There are red flags going up everywhere threatening the statewide
K-12 education system and it's time to cut our losses now. The Common Core experiment has its own set of issues and the national test that is lumped in with it just compounds the problem.
What is happening is that the State Department of Education has embraced a federal education agenda that forces too many changes onto teachers and students at once and it is time to put the word 'Maryland' back into our schools.

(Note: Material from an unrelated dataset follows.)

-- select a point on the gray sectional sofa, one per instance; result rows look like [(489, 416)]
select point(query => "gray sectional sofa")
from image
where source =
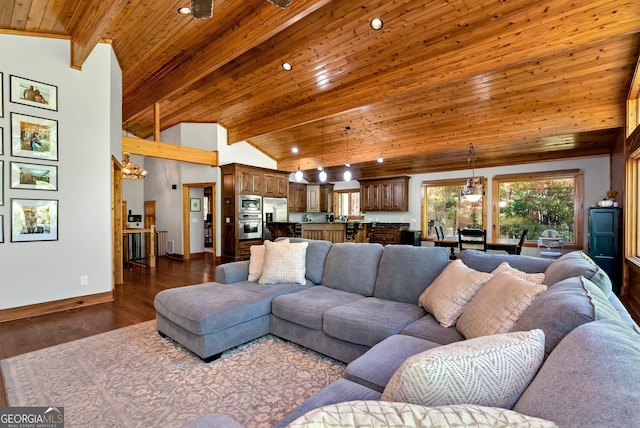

As for the testing, The Partnership for Assessment of Readiness for College and Careers, which goes by the letters PARCC, is a national testing organization that received part of a $330 million federal grant to implement the test in 18 of the states that have adopted Common Core. Despite the federal grant, the organization estimates the cost to administer the test will be nearly $30 per student, at least $2 million more than the current state test which is being phased out.
So far, Alabama, Georgia, Indiana, Oklahoma and Utah have opted to remove the test from their respective state classrooms.
The truth is, I have not seen one example of a government expenditure coming in below estimate. This is a floor of what taxpayers can expect to pay to implement the PARCC test rather than a ceiling. Let's see the bill because whatever the final amount due is, it will be coming out of the budget for teacher salaries, school supplies and building construction.
In Harford County Public Schools, we budgeted $18.5 million to implement the test. At a stop at a county public school classroom this week, I took note of the confusion over the wording of a test question that baffled the teacher, the student, and even me, as well.
This illustrates the problem with outside groups designing tests where there is no accountability in the classroom. When I was a teacher, we developed our own tests and our students then could measure up with any other student across the globe. We are making this far too complicated. Let teacher's teach!